最期の言葉

 「ブルータスよ、おまえもか」という最も有名な言葉を最期に残したのはジュリアス・シーザーだが、大統領の臨終の際の言葉もしっかりと歴史にとどめられている。ただしローマ史上最も有名なシーザーに適うような名言を残した大統領は誰もいない。
ワシントンの死 まずジョージ・ワシントンの言葉から見てみよう。「私をきちんと埋葬せよ。死後二日経たないうちに遺体を墓所に納めないように。私の言うことが分かったか。それでよい」。ワシントンがこう言い残したのは生き埋めにされることを恐れたからである。
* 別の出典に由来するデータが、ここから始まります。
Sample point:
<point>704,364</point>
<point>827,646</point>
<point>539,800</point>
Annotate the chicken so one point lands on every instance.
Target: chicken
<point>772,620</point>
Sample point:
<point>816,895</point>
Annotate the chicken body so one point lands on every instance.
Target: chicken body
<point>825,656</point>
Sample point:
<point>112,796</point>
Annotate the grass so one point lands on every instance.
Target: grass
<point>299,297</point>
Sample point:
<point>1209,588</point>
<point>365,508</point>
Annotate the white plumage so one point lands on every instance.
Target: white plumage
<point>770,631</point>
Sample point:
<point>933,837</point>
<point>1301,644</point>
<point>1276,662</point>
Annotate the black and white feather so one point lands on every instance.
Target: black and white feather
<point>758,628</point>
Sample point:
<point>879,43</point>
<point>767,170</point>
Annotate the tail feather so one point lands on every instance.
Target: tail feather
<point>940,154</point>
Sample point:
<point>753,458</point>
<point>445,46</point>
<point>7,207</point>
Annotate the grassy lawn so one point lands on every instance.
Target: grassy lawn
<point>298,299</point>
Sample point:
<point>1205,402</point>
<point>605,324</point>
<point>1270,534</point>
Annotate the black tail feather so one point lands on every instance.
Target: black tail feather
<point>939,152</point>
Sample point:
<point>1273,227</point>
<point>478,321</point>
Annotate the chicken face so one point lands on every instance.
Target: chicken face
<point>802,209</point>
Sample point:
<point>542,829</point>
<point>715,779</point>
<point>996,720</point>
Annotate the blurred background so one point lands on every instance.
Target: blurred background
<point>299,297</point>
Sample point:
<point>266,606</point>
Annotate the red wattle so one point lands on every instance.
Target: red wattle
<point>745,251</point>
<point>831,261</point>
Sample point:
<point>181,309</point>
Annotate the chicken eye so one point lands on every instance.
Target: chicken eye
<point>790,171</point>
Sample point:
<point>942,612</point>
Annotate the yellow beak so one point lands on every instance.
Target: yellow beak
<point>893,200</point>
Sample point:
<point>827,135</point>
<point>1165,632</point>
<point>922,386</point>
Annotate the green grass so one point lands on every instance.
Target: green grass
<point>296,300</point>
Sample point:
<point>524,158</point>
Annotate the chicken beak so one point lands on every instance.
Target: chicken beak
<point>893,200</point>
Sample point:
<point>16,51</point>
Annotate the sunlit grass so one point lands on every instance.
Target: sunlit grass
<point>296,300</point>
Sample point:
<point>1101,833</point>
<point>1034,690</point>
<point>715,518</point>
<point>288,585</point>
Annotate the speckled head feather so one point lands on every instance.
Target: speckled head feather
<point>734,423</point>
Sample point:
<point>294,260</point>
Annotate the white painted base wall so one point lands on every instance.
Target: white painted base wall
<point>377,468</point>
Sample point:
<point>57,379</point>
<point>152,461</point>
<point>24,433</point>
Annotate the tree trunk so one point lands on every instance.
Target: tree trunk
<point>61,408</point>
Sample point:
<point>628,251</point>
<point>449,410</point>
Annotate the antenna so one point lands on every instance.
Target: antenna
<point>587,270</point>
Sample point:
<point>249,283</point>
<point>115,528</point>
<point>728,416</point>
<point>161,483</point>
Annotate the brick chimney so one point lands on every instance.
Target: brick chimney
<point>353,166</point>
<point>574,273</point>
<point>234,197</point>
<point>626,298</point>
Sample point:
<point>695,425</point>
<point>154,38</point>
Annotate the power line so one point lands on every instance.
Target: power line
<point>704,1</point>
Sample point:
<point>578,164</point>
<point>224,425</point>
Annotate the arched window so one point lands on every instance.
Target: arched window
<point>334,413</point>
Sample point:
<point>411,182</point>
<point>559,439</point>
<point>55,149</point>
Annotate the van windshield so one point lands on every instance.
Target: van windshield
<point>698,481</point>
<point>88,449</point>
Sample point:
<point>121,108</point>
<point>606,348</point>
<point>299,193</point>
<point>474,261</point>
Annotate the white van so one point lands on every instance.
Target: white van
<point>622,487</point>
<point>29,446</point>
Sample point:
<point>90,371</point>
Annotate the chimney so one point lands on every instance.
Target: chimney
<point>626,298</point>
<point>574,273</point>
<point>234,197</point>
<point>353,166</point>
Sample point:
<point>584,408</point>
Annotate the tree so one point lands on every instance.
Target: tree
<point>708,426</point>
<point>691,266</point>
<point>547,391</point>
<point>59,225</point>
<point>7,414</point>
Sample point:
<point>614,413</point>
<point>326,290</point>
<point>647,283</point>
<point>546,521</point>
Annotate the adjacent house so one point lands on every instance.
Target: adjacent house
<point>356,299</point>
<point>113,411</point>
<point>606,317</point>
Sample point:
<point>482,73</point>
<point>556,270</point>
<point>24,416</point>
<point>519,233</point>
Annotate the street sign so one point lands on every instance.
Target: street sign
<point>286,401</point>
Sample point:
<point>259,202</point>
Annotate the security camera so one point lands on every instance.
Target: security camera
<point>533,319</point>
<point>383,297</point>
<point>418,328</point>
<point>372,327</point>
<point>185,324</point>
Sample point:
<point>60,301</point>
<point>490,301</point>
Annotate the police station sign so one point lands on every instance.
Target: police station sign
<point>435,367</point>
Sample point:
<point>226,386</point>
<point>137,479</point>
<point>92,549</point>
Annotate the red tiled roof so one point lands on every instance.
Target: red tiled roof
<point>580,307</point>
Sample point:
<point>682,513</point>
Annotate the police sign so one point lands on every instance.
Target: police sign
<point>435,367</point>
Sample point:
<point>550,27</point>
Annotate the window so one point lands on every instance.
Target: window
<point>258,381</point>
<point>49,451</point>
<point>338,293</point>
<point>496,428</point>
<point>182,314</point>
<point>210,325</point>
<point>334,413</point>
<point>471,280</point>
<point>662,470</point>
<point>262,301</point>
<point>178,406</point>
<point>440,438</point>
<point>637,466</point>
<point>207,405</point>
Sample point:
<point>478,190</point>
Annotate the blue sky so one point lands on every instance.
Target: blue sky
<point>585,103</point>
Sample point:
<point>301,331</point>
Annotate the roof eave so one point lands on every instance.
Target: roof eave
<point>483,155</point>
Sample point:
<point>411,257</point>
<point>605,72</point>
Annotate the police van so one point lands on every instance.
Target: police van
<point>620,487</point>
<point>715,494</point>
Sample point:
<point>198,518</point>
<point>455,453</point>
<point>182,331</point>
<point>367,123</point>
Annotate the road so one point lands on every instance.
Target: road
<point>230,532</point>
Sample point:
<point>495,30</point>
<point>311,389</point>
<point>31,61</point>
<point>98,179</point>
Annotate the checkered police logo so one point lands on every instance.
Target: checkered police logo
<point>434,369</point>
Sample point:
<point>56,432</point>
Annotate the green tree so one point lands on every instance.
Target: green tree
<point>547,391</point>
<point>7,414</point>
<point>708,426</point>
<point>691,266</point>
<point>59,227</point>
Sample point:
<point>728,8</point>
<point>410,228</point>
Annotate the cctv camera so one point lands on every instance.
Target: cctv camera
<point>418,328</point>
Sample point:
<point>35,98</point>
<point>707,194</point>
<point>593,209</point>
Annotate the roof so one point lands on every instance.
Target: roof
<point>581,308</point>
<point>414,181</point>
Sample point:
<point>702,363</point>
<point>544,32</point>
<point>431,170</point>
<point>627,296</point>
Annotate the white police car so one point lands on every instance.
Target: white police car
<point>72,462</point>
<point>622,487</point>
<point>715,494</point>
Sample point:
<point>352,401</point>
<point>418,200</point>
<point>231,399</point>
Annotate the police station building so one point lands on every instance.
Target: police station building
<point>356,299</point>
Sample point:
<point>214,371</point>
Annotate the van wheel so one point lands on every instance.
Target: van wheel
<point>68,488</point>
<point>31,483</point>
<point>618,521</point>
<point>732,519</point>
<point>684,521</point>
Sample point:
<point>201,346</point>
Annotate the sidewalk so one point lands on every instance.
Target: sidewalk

 「ひどい頭痛だ」。死の直前、愛人の傍にいたフランクリン・D・ローズヴェルトはそう言って意識を失い返らぬ人となった。最も短いのは第18代大統領ウリセス・S・グラントの「水」という一言である。咽頭癌に苦しめられたグラントは死の直前に、「私ほど喜んで死に行く奴はいやしない」と書き残している。
 おそらく最も哲学的な言葉を残したのは第28代大統領ウッドロウ・ウィルソンである。「私は壊れた機械の一部に過ぎない。機械が壊れたなら・・・覚悟はできている」。
 第22代大統領グロヴァー・クリーヴランドの言葉は「正しいことをするために私は一生懸命頑張った」。大統領の仕事は役人が不正をしないようにしっかり見張ることとよく言っていたクリーヴランドらしい言葉である。ジョン・F・ケネディの暗殺直前の言葉は、「確かにそうだね」という一言。「ダラスがあなたを愛していないなんて言えないですね」という言葉に対する返答だった。
 愛情溢れる言葉もある。第7代大統領アンドリュー・ジャクソンは、「泣かないでおくれ。良い子でいるんだよ。そうすればみんなまた天国で会えるだろうよ」と養子たちに言い残した。第19代大統領ラザフォード・B・ヘイズは「私はルーシー[妻]のいる所に行こうとしているんだよ」と言って天に召された。「私には何も後悔することはないが、友達のもとを去ろうとしているのは残念だ」という言葉は第12代大統領ザカリー・テイラー。
 平凡な言葉の例としては、就寝中に亡くなったセオドア・ローズヴェルトの「明かりを消してくれ」という言葉やドワイト・D・アイゼンハワーの「行かせてくれ。神が私を召されている」という言葉が代表的な例である。